In Italien seien etwa 80 Prozent weniger Flüchtlinge angekommen als in den ersten sieben Monaten des vergangenen Jahres, hieß es. Konkret zählten die Behörden noch 17.800 Ankünfte. Die EU-Grenzschutzagentur Frontex bestätigte diese Entwicklung. Frontex-Chef Fabrice Leggeri warnt seit Monaten davor, der Weg über Spanien könne die neue Hauptroute für Flüchtlinge werden. Die meisten von ihnen kamen den Angaben zufolge aus Marokko, Guinea und Mali. Italiens neue Populisten-Regierung fährt einen harten Kurs in der Flüchtlingspolitik. Immer wieder blockiert das Land die eigenen Häfen für Rettungsschiffe.

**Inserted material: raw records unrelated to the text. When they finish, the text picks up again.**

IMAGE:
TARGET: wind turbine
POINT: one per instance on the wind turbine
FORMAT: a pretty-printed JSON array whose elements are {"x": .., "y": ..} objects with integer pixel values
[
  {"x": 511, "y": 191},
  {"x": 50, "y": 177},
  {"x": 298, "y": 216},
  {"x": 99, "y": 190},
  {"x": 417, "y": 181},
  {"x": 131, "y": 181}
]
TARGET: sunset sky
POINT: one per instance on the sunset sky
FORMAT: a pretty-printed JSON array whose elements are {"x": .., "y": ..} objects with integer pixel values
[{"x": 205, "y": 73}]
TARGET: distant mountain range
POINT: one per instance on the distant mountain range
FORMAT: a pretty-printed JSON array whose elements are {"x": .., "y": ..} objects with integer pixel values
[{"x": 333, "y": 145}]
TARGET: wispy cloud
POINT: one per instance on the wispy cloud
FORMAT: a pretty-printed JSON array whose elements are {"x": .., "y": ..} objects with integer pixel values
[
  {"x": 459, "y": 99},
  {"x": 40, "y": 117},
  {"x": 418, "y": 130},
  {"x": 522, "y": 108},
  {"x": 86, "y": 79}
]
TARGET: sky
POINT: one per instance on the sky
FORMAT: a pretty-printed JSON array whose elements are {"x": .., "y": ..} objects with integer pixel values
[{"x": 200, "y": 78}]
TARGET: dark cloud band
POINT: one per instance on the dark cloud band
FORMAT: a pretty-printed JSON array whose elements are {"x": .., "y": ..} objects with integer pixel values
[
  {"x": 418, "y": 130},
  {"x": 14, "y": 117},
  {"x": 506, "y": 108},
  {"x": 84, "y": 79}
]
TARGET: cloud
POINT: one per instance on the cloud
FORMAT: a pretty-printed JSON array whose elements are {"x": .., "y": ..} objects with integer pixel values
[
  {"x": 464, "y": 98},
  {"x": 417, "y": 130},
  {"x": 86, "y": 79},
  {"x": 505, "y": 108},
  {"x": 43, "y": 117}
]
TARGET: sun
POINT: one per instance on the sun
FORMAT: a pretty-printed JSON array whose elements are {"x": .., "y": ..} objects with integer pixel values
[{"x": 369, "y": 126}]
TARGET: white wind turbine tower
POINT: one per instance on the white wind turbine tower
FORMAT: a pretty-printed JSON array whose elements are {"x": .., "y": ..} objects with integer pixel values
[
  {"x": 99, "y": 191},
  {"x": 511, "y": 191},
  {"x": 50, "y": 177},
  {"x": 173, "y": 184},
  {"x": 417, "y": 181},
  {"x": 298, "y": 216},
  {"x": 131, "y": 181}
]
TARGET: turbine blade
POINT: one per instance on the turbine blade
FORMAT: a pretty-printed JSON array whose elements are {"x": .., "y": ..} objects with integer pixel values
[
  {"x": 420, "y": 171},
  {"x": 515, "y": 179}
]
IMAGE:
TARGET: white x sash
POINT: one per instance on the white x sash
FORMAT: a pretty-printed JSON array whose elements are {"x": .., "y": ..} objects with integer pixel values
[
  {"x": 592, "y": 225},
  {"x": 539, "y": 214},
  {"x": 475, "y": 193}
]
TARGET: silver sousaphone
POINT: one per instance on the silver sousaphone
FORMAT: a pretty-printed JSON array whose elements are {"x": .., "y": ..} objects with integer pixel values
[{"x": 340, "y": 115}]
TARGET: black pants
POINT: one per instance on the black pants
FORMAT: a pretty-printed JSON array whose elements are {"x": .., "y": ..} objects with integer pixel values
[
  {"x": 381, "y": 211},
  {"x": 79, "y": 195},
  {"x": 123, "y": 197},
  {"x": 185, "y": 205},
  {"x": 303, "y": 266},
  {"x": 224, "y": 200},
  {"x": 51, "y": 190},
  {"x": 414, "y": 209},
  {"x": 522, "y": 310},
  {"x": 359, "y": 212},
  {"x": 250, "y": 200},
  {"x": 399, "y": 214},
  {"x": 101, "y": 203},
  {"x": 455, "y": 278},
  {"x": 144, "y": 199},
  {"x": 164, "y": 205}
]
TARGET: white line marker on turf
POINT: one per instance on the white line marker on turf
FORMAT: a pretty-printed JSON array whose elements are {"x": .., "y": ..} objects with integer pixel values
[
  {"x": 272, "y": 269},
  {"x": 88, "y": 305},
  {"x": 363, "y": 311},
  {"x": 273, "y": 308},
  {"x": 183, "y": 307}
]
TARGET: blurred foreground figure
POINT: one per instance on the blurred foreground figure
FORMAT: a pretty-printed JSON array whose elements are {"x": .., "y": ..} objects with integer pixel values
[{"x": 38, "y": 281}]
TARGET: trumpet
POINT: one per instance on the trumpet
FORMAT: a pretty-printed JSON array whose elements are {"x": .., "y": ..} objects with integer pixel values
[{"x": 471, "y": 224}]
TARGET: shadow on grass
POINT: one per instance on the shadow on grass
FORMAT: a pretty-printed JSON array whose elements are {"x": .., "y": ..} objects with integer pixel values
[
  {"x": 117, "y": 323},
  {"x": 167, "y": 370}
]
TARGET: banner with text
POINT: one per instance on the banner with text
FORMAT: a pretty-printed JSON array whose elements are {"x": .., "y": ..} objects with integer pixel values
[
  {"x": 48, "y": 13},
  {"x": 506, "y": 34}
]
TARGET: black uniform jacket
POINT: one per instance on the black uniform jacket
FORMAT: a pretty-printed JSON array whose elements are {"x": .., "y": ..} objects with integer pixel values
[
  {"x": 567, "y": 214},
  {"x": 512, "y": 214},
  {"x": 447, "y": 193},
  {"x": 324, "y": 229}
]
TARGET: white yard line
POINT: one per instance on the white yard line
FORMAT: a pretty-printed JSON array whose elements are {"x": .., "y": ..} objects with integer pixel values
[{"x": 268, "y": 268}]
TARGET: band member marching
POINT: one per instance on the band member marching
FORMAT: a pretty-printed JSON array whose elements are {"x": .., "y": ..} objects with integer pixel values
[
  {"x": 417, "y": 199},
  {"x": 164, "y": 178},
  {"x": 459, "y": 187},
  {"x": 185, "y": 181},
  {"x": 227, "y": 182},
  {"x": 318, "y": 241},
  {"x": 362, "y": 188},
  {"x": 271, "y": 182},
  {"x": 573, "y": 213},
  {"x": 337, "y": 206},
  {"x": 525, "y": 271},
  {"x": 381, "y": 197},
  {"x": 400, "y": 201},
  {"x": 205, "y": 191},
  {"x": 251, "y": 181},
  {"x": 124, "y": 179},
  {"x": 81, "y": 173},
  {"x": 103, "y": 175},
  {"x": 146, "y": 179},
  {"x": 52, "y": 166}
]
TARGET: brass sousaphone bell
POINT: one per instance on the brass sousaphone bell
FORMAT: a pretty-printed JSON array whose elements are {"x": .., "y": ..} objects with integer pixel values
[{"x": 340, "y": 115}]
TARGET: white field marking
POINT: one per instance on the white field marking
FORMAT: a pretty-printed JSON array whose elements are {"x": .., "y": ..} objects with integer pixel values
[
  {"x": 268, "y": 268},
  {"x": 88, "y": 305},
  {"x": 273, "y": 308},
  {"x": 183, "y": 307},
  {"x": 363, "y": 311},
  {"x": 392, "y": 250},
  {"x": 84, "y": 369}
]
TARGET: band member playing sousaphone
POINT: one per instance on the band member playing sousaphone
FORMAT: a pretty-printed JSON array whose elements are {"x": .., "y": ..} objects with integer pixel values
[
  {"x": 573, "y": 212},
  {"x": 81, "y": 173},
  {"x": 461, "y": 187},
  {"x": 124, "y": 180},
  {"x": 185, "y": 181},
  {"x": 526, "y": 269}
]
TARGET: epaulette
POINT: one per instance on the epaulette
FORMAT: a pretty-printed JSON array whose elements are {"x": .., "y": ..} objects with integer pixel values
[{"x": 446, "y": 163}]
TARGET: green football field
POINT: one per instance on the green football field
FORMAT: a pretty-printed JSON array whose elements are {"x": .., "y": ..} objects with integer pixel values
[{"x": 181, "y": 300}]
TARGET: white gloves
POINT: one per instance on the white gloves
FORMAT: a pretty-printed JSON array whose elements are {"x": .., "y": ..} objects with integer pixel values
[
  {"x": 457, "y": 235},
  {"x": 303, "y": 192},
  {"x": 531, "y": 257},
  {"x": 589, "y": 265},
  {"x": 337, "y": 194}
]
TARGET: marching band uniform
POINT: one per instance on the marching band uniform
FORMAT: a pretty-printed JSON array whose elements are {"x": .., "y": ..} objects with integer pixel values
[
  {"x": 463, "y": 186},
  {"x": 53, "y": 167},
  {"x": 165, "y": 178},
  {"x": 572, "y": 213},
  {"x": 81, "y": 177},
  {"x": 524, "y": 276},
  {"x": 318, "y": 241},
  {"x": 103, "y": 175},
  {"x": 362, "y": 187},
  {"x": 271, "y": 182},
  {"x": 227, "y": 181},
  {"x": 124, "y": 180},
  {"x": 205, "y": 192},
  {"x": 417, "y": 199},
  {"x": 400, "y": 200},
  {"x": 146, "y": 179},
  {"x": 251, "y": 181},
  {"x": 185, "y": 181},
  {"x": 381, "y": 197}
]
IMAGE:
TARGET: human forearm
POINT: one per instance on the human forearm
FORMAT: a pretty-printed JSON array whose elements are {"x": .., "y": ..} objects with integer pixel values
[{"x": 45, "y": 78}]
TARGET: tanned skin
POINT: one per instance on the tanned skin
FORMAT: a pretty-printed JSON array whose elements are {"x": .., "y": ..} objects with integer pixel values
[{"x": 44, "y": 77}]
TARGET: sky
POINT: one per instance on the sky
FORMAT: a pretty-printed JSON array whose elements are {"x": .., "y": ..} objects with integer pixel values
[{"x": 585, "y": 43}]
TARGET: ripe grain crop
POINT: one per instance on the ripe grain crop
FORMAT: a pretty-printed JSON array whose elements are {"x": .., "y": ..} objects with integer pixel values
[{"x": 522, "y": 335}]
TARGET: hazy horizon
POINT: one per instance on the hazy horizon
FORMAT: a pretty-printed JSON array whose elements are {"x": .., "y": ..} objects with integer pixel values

Flüchtlinge in Kühllaster zurückgelassen

Erst am Montag hatten hunderte Bootsflüchtlinge, deren Aufnahme Italien hartnäckig verweigert hatte, nach tagelangem Ausharren auf dem Mittelmeer in Sizilien an Land gehen können. Zu diesem Schritt hatte sich der italienische Innenminister Matteo Salvini erst nach der Zusage von Deutschland und anderen EU-Ländern, jeweils 50 der insgesamt 447 Geretteten zu übernehmen, bereit erklärt. An dem Vorgehen wurde heftige Kritik laut.

Unterdessen starben sechs Kinder und zwei Erwachsene in Libyen in einem Kühllaster, in den sie mit fast 100 anderen Migranten eingepfercht waren. Nach Angaben der Behörden ließen Schleuser den Lastwagen mit den Flüchtlingen einfach stehen. Auch diese Migranten sollten auf ein Schiff nach Italien warten, hieß es. Unklar ist, wie lange die Flüchtlinge in dem Lastwagen ausharrten, bevor sie entdeckt wurden. Die Überlebenden hätten unter starker Erschöpfung und Atemproblemen gelitten, hieß es. Viele seien ins Krankenhaus gebracht worden.